Private equity industry was begun in 1946 by the American Research and Development Corporation (ARD) to encourage private institutions provides funding to soldiers who returned from World War II. ARD aimed to provide skills and funding to the management and this would stimulate success of the companies accrue profits. The success of the industry led to permeation of few wealthy families into the industry in 1970s. The industry focussed more on debt financed leveraged buy-outs (LBOs)
A Leveraged buy-out (LBO) occurs when a financial sponsor gains control of a majority of a target company’s stock ownership through the use of borrowed money or debt (Lasen, 2006). A Leveraged buy-out is a widely used strategy where a company acquires another company through significant amount of borrowed money. In most cases, the assets of the acquiring company and the company being acquired are used as security for the loans. Leveraged buyouts allow companies to make acquisitions without committing a lot of capital.
In an LBO 70% debt to 30% equity ration is allowed though the debt can amount 90% top 95% of target Company total capitalisation. Private equity firm prefer to sue leveraged buyouts for two reasons. Use of debt that is widely used in US increased financial return to the private equity sponsor. Debts are exempted from taxation and hence the returns from debt are greater that from cash (Lasen, 2006; Robinson and Cottrell, 2007).
Many countries for example Germany have introduced new tax laws with an aim of discouraging leveraged buyouts through reduction of tax shield effectiveness. The performance of private equity firms that used LBO as their main source of financing went into bankruptcy in 1980s and 1980s. The insolvency was largely contributed by excessive debt financing amounting up to 97%. This led to higher interest payment that exceeded the company’s operating cash flow. Most companies were taken over by other companies and government.

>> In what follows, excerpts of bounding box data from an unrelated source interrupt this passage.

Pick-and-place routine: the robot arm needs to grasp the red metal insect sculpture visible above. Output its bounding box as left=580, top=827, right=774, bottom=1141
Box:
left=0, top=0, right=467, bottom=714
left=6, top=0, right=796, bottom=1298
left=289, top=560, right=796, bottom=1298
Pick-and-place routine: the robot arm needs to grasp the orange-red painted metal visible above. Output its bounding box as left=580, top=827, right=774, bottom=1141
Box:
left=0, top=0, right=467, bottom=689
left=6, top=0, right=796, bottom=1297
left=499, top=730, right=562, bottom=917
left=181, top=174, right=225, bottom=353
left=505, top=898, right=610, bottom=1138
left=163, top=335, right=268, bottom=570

In the recent past private equity industry has experienced a boom as noted in Great Britain as well as USA. Most pension scheme companies have invested in private equity firms and in particular LBOs. The size of private equity pool increased by 37% in 1994 in Great Britain. There is great disparity between foreign private equity pool and United States which present possibility of future growth. The rapid growth in the private equity industry has led to poor returns on capital invested. The returns from public equity deals are higher and this challenges the stability of private equity industry in using LBOs as way of financing (Clark and Whiteside, 2003).
PED projects were initially known to have positive impact in paediatrics industry. The PED projects however are on the decline. This can be attributed to poor management and appointment of nationals who have worked in public service to oversee them yet they have little experience or knowledge that is needed. The PED has encountered pressure from fear of disappointing former and future employees and this has in most cases resulted in failure or problem in implementation of the projects (Saylor, Swenson, Reynolds and Taylor, 1999).
Clark, G. L., Whiteside, N. (2003) Pension Security in the 21st Century: Redrawing the Public-Private Debate. Oxford: Oxford University Press.
Robinson, M. J., Cottrell, T. J “Investment Patterns of Informal Investors in the Alberta Private Equity Market” Journal of Small Business Management, 45, (2007):11-89.
Larsen, D. L. “Challenges to the Private Equity Industry” Journal of Accountancy, 202, (2006):112-156.
Saylor, C. F., Swenson, C., Reynolds, S., and Taylor, M “The Paediatric Emotional Distress Scale: a Brief Screening Measure for Young Children Exposed to Traumatic Events.” Journal of Clinical Child Psychology. 28.1. (1999): 34-70.